Handheld walkie-talkies and other wireless communication devices used by Hizbollah were detonated across Lebanon on Wednesday, killing at least 20 people and injuring at least 450, a day after thousands of pagers exploded in the country.
The fresh blasts compounded the shock in Lebanon from the initial, unprecedented attack via electronic devices on Tuesday, which Hizbollah blamed on Israel, vowing revenge. The militant group and Israel are already engaged in a war of attrition across the Israel-Lebanon border, which has raised fears of a broader conflict.
The latest deaths and injuries brought the toll from the two days of blasts to 32 dead, including at least two children, and more than 3,000 injured. Almost 300 of those wounded in Tuesday’s blasts remained in a critical condition on Wednesday following bloody scenes across Lebanon.
Israeli defence minister Yoav Gallant, speaking at an air base in Israel on Wednesday, signalled that the country was entering a new phase of fighting on its northern border with Lebanon.
He spoke after the Israeli army’s 98th Division — which includes paratroopers and commando units — was ordered to move to Israel’s northern border, according to a person familiar with the matter.
“The ‘centre of gravity’ is moving north, meaning that we are allocating forces, resources and energy for the northern arena,” Gallant said. “I believe that we are at the start of a new phase in the war and we must adapt.”
Prime Minister Benjamin Netanyahu said in a brief video statement on Wednesday: “I’ve already said [that] we will return the residents of the north securely to their homes. And this is precisely what we will do.”
Israel has not commented directly on the blasts.
Hizbollah has yet to comment on Wednesday’s explosions, but blamed Tuesday’s blasts on Israel. The group is reeling from the co-ordinated attack, which dealt a humiliating blow and triggered widespread panic and confusion.
Hizbollah’s leader, Hassan Nasrallah, is expected to address the unprecedented security breaches in a speech on Thursday.

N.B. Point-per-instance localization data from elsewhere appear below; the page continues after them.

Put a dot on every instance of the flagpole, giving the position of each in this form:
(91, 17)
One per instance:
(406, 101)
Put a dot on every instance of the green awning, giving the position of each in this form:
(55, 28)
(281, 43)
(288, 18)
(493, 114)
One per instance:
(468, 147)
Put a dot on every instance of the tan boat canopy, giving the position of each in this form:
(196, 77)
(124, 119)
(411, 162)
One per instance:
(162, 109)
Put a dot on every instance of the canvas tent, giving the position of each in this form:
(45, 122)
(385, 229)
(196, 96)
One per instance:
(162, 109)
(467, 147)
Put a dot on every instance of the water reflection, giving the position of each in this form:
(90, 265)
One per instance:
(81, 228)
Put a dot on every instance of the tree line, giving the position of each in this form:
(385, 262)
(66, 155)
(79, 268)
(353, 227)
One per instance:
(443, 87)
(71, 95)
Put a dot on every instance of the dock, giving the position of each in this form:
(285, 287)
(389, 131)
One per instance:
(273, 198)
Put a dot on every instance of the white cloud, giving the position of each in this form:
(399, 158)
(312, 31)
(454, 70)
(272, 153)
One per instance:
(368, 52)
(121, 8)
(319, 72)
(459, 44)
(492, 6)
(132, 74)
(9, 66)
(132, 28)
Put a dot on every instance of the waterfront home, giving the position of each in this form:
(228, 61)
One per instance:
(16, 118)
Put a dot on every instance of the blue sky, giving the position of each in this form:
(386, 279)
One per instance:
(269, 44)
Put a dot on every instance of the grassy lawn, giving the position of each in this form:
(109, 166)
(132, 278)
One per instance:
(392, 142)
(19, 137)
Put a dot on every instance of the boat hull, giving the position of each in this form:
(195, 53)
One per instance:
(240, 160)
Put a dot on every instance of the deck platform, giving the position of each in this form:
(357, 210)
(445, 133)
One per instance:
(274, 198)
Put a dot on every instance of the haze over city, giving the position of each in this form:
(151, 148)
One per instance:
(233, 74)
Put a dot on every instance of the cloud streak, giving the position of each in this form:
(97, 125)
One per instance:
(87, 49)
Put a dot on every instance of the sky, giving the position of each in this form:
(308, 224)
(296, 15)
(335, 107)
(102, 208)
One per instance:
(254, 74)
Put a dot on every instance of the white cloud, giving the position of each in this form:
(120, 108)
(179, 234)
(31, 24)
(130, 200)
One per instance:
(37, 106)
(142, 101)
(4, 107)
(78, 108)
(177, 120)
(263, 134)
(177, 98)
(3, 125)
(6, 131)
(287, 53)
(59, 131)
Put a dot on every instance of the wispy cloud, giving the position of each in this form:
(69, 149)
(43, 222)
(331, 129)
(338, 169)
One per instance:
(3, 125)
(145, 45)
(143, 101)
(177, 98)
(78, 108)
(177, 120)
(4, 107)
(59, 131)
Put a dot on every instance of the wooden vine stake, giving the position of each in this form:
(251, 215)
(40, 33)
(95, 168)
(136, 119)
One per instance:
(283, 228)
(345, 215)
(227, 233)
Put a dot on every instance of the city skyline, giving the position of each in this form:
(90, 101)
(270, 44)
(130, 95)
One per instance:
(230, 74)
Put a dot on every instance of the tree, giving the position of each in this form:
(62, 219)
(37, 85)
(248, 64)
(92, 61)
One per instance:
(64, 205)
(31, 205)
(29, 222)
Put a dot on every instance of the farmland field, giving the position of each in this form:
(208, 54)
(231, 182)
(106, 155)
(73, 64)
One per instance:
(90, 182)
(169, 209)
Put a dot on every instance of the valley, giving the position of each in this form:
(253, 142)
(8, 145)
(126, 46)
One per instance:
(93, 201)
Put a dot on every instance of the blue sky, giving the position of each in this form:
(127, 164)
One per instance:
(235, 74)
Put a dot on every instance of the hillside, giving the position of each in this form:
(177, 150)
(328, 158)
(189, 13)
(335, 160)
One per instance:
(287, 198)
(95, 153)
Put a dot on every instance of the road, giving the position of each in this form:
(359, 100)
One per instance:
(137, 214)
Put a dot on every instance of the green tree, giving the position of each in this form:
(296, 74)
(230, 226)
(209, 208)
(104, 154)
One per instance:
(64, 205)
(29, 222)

Many across Lebanon are anxiously awaiting the group’s response to the co-ordinated attacks. But with its communications networks largely struck down, experts said it was hard to see how it could launch an immediate retaliation.
The fresh blasts came as the UN’s high commissioner for human rights, Volker Türk, said of the pager attacks that “the fear and terror unleashed is profound”. He urged world leaders to step up “in defence of the rights of all people to live in peace and security”.
Türk said the targeting of thousands of people, whether civilians or members of armed groups, without knowledge of who held the devices or their locations was a violation of international law.
Hizbollah and Israel have been engaged in cross-border fire since Hamas’s October 7 attack on Israel. On Wednesday Hizbollah said it had launched rockets at Israeli artillery positions across the frontier, the first strike since Tuesday’s attack raised the prospect of a wider regional conflagration.
Asked about Tuesday’s explosions, US secretary of state Antony Blinken said on Wednesday in Cairo that he was focused on agreeing a ceasefire deal in Gaza that could also bring calm to the Israel-Lebanon border.
When the US and other mediators believed they were making progress on such a deal, Blinken said, they had often “seen an event that . . . threatens to slow it, stop it, derail it”.
Speaking in Washington on Wednesday, National Security Council spokesperson John Kirby reiterated the US position that Israel had the right to defend itself, but added “how they do so matters to us”, and warned that the US does “not want to see an escalation of any kind”.
Wednesday’s explosions — including from handheld radios — took place in southern Beirut, Tyre, Nabatiyeh, Hermel and the Bekaa Valley, as well as in dozens of villages and towns in the south, according to the state National News Agency and emergency responders. The NNA also said there was heavy Israeli surveillance drone traffic over the country’s south. These are all areas with a heavy Hizbollah presence.
On Wednesday evening the Lebanese army conducted controlled detonations of handheld radios in Beirut.
Local media reports suggested that some of the devices bore the brand of Japanese radio equipment maker Icom.
The company said in a statement on Thursday that it was “currently investigating the facts surrounding this matter” and would “release updated information as it becomes available”.
Gruesome images circulated on social media for the second day running, showing fire-damaged cars and motorbikes, homes and shops ablaze, and bloodied people being rushed to hospitals in ambulances.
At least one explosion on Wednesday took place near a funeral in Beirut’s southern suburb of Ghobeiry for several of the people killed on Tuesday. Thousands of mourners had gathered for the burial of a child, two Hizbollah members and a health worker.
That ceremony — already tense — was interrupted by a loud boom that echoed over the procession, sending mourners stampeding away in fear.
As ambulance sirens sounded, a man ran through the crowd shouting: “It exploded in his hand.” A Lebanese soldier stationed near the funeral, where weeping family members held up images of their slain relatives, said that “two devices had exploded”.